Le 24 octobre, en vertu de l’article 58-1a de la Constitution soviétique, et pour avoir été « l’ennemi inconciliable » de l’État depuis 1920, pour avoir « pris contact avec Trotsky », et avoir poursuivi ses activités « antisoviétiques » en France, Miasnikov était condamné à mort, avec confiscation de tous ses biens. Ses seuls biens étaient ses manuscrits non publiés.

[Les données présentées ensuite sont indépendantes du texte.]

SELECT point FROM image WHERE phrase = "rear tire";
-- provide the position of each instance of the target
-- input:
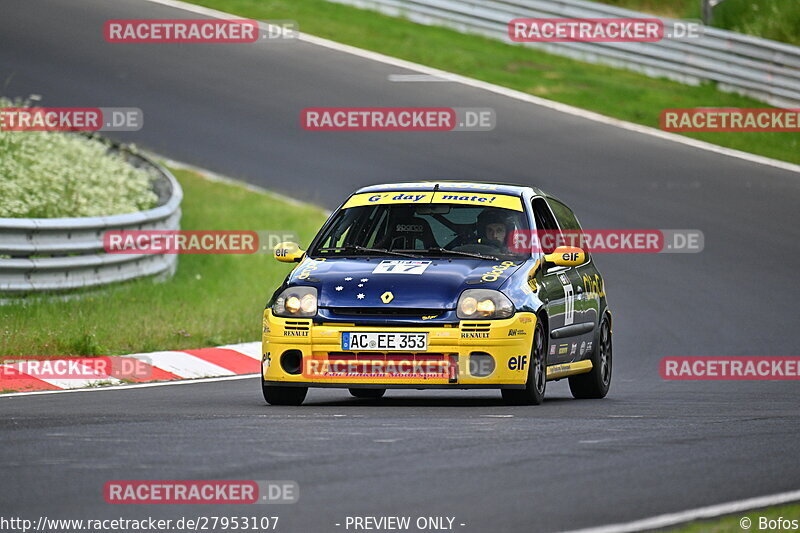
(533, 393)
(277, 395)
(368, 394)
(595, 384)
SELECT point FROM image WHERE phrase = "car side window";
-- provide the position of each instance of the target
(566, 218)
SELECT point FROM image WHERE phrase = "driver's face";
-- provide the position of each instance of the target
(496, 232)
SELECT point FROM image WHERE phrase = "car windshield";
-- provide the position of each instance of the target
(421, 231)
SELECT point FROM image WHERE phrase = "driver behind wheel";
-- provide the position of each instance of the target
(493, 229)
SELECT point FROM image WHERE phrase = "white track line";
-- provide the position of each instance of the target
(712, 511)
(133, 386)
(504, 91)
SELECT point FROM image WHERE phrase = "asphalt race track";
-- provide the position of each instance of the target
(651, 447)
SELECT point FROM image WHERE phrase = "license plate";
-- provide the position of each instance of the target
(381, 342)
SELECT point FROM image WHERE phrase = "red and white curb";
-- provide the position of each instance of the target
(229, 360)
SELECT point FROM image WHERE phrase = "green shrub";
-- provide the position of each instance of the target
(58, 174)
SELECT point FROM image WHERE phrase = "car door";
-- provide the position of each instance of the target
(556, 289)
(586, 297)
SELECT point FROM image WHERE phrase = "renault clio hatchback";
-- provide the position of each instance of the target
(425, 286)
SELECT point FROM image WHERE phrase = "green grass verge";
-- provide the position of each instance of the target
(731, 524)
(212, 300)
(778, 20)
(616, 93)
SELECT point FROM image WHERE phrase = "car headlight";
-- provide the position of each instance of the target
(484, 303)
(296, 302)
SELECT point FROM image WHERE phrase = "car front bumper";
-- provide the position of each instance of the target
(455, 356)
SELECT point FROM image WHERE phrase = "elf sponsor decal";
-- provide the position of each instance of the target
(474, 334)
(497, 270)
(517, 363)
(393, 266)
(308, 268)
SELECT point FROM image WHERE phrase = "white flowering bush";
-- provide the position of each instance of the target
(56, 174)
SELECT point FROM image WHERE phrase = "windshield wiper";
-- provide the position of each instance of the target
(357, 248)
(466, 254)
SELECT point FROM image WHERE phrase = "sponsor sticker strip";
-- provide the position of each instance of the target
(440, 197)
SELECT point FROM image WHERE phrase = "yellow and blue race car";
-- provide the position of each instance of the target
(425, 285)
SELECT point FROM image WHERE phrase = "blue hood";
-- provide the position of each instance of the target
(437, 284)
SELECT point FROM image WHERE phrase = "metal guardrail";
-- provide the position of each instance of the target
(56, 254)
(766, 70)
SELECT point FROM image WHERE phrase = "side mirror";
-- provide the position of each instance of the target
(288, 252)
(566, 256)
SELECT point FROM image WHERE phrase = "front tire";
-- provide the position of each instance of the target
(277, 395)
(368, 394)
(596, 383)
(533, 393)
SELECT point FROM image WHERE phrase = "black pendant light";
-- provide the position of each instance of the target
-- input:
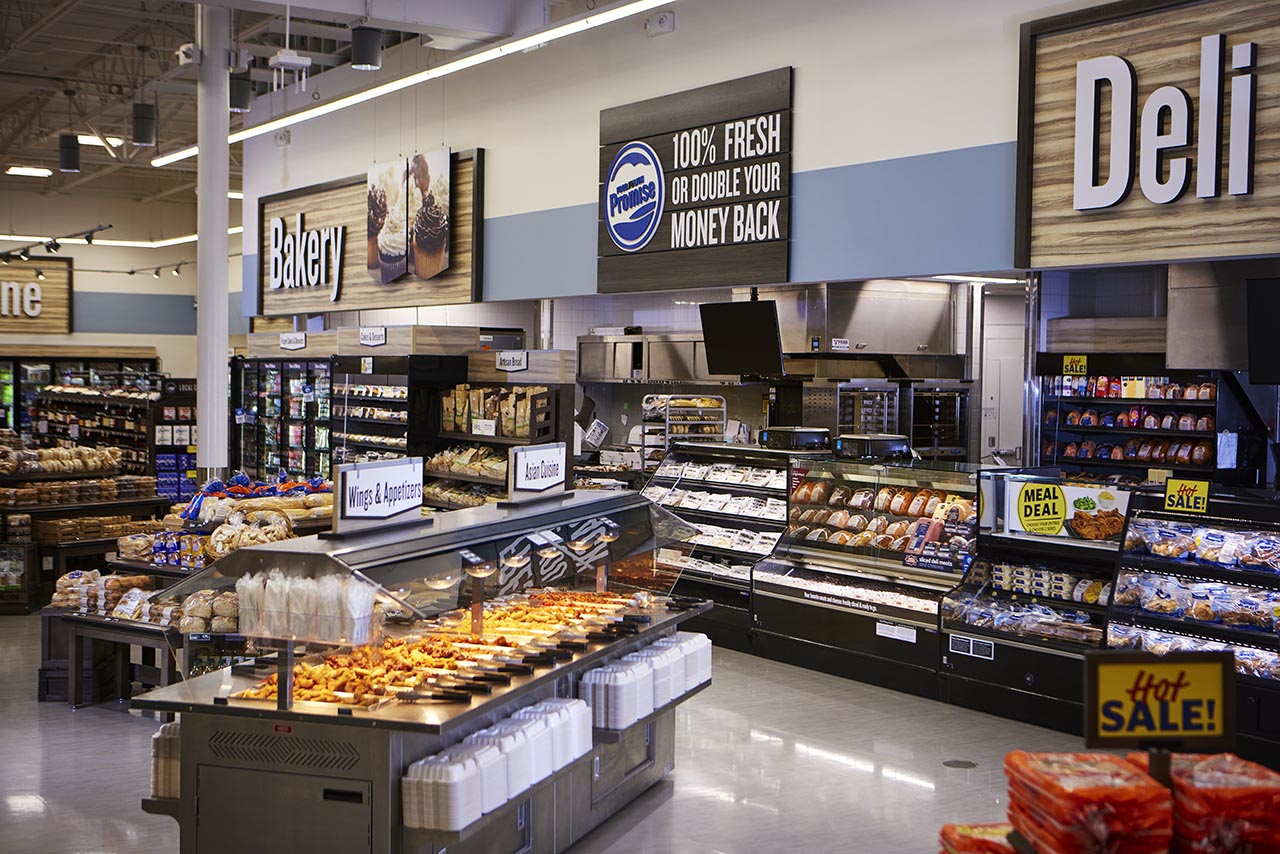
(68, 153)
(144, 123)
(366, 49)
(241, 92)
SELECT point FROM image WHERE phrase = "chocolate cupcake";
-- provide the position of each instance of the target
(430, 238)
(376, 217)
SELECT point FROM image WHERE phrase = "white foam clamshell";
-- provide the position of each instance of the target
(442, 793)
(538, 736)
(579, 724)
(493, 772)
(515, 745)
(663, 662)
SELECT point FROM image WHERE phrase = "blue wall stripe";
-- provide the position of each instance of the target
(160, 314)
(951, 211)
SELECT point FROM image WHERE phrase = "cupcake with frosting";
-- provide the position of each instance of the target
(376, 218)
(430, 238)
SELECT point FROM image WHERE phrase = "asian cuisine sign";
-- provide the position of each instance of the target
(1065, 510)
(695, 187)
(1178, 700)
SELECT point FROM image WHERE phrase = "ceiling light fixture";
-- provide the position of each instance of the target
(144, 124)
(512, 46)
(68, 153)
(30, 172)
(983, 279)
(366, 49)
(92, 138)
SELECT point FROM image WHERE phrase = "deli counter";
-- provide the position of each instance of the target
(484, 619)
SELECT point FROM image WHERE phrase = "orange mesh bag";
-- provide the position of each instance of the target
(977, 839)
(1223, 804)
(1087, 803)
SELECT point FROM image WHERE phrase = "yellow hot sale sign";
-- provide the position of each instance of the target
(1160, 700)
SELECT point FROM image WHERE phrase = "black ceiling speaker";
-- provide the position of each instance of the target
(68, 153)
(144, 123)
(241, 92)
(366, 49)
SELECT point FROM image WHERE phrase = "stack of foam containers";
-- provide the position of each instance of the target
(664, 662)
(513, 744)
(493, 772)
(165, 766)
(442, 793)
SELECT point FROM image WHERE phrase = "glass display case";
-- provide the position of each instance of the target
(485, 616)
(1033, 603)
(1208, 581)
(855, 583)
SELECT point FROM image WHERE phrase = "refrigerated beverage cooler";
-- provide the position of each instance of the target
(280, 418)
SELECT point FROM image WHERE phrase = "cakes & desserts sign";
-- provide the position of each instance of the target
(695, 187)
(402, 234)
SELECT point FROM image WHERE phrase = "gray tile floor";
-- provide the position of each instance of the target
(771, 758)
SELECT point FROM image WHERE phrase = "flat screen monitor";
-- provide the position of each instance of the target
(743, 338)
(1262, 305)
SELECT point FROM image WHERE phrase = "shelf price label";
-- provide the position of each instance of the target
(1185, 496)
(1180, 700)
(1075, 365)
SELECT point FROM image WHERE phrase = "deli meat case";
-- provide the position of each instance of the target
(346, 770)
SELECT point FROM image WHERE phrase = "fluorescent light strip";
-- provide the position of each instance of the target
(981, 279)
(106, 241)
(513, 46)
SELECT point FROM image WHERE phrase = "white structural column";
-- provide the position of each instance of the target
(213, 24)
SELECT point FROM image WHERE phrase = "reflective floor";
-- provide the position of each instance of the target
(771, 758)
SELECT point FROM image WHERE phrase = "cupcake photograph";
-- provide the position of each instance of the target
(392, 241)
(429, 231)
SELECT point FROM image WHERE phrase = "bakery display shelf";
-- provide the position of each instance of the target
(730, 517)
(1197, 571)
(1132, 401)
(41, 476)
(350, 419)
(44, 510)
(1038, 643)
(1134, 464)
(170, 807)
(711, 485)
(485, 439)
(602, 735)
(465, 476)
(1106, 430)
(1267, 640)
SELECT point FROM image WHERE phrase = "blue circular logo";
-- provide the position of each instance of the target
(634, 197)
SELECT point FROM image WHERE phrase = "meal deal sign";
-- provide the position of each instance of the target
(695, 187)
(1179, 700)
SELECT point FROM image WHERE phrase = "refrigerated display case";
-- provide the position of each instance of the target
(736, 496)
(855, 584)
(1208, 581)
(1125, 414)
(338, 763)
(1033, 602)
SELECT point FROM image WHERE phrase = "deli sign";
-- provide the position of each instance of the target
(1147, 135)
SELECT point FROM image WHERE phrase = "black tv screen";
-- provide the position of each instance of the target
(743, 338)
(1261, 306)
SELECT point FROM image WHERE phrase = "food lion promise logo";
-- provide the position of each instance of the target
(634, 196)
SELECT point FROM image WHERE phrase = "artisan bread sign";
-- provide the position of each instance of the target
(1178, 700)
(695, 187)
(382, 489)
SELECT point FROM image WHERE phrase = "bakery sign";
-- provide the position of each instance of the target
(36, 296)
(1143, 136)
(695, 187)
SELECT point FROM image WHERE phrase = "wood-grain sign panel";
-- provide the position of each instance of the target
(339, 209)
(1150, 132)
(35, 305)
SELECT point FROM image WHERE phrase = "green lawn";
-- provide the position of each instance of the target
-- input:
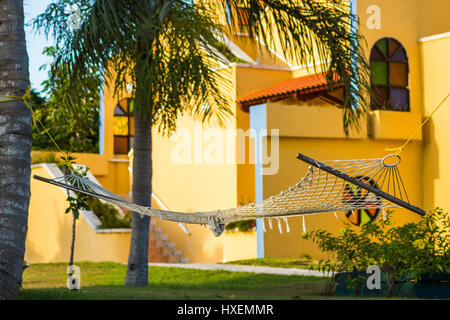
(105, 281)
(299, 263)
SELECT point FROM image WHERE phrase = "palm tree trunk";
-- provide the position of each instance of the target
(137, 271)
(15, 148)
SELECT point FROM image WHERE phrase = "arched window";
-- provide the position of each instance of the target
(389, 68)
(123, 126)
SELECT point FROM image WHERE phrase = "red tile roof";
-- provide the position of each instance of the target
(300, 85)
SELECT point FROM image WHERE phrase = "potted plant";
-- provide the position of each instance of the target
(413, 259)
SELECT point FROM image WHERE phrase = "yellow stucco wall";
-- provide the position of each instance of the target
(316, 132)
(50, 230)
(436, 149)
(319, 135)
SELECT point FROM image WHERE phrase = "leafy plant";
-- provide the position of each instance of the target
(411, 251)
(108, 215)
(243, 226)
(47, 158)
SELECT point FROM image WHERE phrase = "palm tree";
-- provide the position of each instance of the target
(15, 148)
(167, 48)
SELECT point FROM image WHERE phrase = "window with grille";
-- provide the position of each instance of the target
(123, 126)
(389, 69)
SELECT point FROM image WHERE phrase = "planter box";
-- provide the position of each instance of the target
(436, 286)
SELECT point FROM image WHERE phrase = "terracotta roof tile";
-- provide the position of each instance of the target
(305, 84)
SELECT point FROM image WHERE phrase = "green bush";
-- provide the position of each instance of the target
(413, 250)
(243, 226)
(108, 215)
(47, 158)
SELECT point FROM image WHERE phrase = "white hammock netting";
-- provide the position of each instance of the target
(328, 186)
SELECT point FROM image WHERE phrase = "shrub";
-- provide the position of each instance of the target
(413, 250)
(243, 226)
(108, 215)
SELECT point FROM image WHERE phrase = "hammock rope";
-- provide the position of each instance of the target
(328, 186)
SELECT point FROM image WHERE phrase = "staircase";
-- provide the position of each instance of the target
(160, 249)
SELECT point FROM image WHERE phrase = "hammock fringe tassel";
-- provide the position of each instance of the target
(328, 186)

Miasnikov, sans aucun recours possible en cassation, fut fusillé le 18 novembre 1945. Jusqu’au bout, il ignora que ses trois fils avaient été envoyés sur le front, en première ligne, et qu’ils avaient tous péri. Lorsque sa femme Dar’ya, déjà désespérée apprit en 1946, en allant à la prison de Bourtyki que son mari avait été exécuté, elle sombra définitivement dans la folie. Ses amis à Paris, essentiellement ceux de la « Révolution prolétarienne » remuèrent vainement ciel et terre pour connaître le sort de Mianiskov en Russie.
Si la vie de Miasnikov, un personnage digne de Shakespeare et de Dostoïevsky, s’achevait par une tragédie, son itinéraire représente un moment marquant de cette autre grande tragédie que fut l’appropriation de la Révolution russe minée par les forces internes qui l’assassinèrent. Sa « Philosophie d’un meurtre » est à prendre dans tous les sens de la métaphore. Malgré les errements d’un esprit torturé et souvent en proie à l’automythification, Miasnikov restera un moment essentiel de cette histoire « pleine de bruit et de fureur », qu’il souhaita toujours écrire à la première personne, de la Russie à la France.
Par Philippe Bourrinet
ŒUVRE : la bibliographie très complète réalisée par Philippe Bourrinet sera mise sur l’atelier des chercheurs du site Maitron. Elle peut être demandée sur papier au coordinateur du corpus « extrême gauche (marxiste) », Jean-Guillaume Lanuque.
SOURCES : Archives du FSB (ex-KGB), Moscou, Arkh. N° H-17674, tomes 1-3, 8 et 9, 48 et 52 ("Delo po obvineniju Miasnikova" G.I.) ("Dossier d’accusation de Miasnikov").